The Delegate Pattern in Swift

The name Delegate comes from the concept of delegating control (giving control to something else). In Swift, a delegate is a controller object with a defined interface that can be used to control or modify the behavior of another object.

One example is the UIApplicaitonDelegate in an iOS app. The iOS system uses the UIApplicationDelegate to modify the behavior of iOS, like receiving a push notification, opening a URL, and launching your application.

Create A Delegate Protocol

The first step to create a custom delegate is to create a delegate protocol. A protocol is an interface, a set of variables and functions, that the custom delegate must implement.

// Define a custom protocol called ViewActionDelegate
protocol ViewActionDelegate {
    // Define expected delegate variables
    var state: ViewState { get }
    var userID: String? { get set }

    // Define expected delegate blocks
    var errorHandler: ((Error) -> Void)? { get set }

    // Define expected delegate functions
    func handle(action: ViewAction)

In the definition of ViewActionDelegate, and in the following code examples, the enums ViewState and ViewAction are used:

enum ViewState {
    case `default`
    case loading

enum ViewAction {
    case save
    case cancel

Extend A Delegate Protocol

A delegate, like other Swift types, can be extended to add computed variables and functions.

// Extend ViewActionDelegate
extension ViewActionDelegate {
    // Define a computed variable
    var isReadyForNextAction: Bool {
        return state != .loading

Implement A Custom Delegate

The next step is to create a class or struct that adheres to the custom delegate ViewActionDelegate.

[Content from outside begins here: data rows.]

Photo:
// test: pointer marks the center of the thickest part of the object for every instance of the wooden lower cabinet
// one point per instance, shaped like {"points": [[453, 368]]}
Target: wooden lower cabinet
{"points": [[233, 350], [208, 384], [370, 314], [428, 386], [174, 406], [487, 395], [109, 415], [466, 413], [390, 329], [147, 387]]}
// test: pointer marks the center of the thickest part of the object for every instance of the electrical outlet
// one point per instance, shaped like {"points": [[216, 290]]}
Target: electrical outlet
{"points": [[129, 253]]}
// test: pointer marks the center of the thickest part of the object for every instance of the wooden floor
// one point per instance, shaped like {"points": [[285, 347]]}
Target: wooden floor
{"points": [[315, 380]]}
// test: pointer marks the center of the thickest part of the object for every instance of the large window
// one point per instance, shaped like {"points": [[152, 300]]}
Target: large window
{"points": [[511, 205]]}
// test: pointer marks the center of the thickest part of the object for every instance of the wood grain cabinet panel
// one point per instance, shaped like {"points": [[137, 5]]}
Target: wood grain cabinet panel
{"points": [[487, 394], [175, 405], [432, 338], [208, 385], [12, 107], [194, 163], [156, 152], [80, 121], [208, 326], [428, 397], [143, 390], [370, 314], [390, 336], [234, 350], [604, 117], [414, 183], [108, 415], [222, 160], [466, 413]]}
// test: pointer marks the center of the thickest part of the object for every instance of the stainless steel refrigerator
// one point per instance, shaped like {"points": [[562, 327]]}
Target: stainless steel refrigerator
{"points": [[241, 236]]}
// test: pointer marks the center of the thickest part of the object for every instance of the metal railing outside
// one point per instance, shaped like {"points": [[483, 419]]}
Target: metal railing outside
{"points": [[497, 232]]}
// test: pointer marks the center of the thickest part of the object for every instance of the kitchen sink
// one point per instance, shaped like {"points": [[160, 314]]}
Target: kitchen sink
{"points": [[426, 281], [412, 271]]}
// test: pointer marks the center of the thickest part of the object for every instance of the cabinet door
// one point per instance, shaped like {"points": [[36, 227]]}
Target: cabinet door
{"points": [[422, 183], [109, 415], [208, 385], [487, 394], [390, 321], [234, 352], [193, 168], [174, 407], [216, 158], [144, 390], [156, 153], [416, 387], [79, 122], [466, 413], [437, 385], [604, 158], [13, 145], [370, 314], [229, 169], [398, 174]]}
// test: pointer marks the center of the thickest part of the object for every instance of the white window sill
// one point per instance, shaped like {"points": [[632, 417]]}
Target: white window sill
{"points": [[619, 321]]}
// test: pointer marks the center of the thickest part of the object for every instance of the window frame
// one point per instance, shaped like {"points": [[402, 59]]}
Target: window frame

A clean approach to doing so is to first define a class or struct, and then extend the class or struct to adhere to the delegate.

// Define a class ActionController
class ActionController {
    // Define variables that match the delegate
    // protocol definition
    var state: ViewState = .default
    var userID: String?
    var errorHandler: ((Error) -> Void)?
// Extend ActionController to adhere to the delegate
extension ActionController: ViewActionDelegate {
    // Implement the functions required by the delegate
    // protocol definition
    func handle(action: ViewAction) {
        switch action {
        case .save:
        case .cancel:

How To Use A Custom Delegate

Finally, the last step is to use the custom delegate. For this example, a UIView called ActionView is created that uses a ViewActionDelegate to modify behavior.

The following example uses an optional delegate reference in ActionView, and optional references are weak (in terms of memory management). To learn more about memory management related to delegates, check out Examples of Strong, Weak, and Unowned References in Swift.

class ActionView: UIView {
    // Create a optional variable to maintain a reference to
    // the delegate
    var delegate: ViewActionDelegate?

    // Modify the behavior of save based on the delegate’s
    // implementation of handle(action:)
    @IBAction func save() {
        guard let delegate = delegate else { return }
        guard delegate.isReadyForNextAction else { return }

        delegate.handle(action: .save)

    // Modify the behavior of handle(error:) based on the
    // delegate’s errorHandler
    func handle(error: Error) {

The implementation of a custom delegate can be completed by using the delegate property of the ActionView to modify behavior. Here, an ActionController is customized and assigned to the delegate property of an ActionView.

class ActionViewController: UIViewController {
    var actionView = ActionView()
    var actionController = ActionController()

    override func viewDidAppear(_ animated: Bool) {

        // Configure the actionController
        actionController.userID = "@robert"
        actionController.errorHandler = { (error) in
            // Handle error

        // Assign the actionController as the delegate
        // of actionView
        actionView.delegate = actionController

Creating Optional Delegate Methods

Objective-C delegates can have optional methods. In Swift, using the @objc modifier a protocol can be marked as an Objective-C protocol. After marking the protocol as @objc, specific protocol functions can be marked with @objc which allows the optional modifier to be used on the marked function.

// Define an @objc delegate in Swift
@objc protocol ViewActionDelegate {
    // Create an optional delegate function
    @objc optional func ignoreActions() -> Bool

Optional delegate methods can then be implemented and called in your application:

if delegate.ignoreActions?() == true {
    // Handle case

Implementing A Custom Delegate in Swift

That’s it! By using delegation and creating a custom delegate in Swift you can customize the behavior of objects and better manage complexity in your app.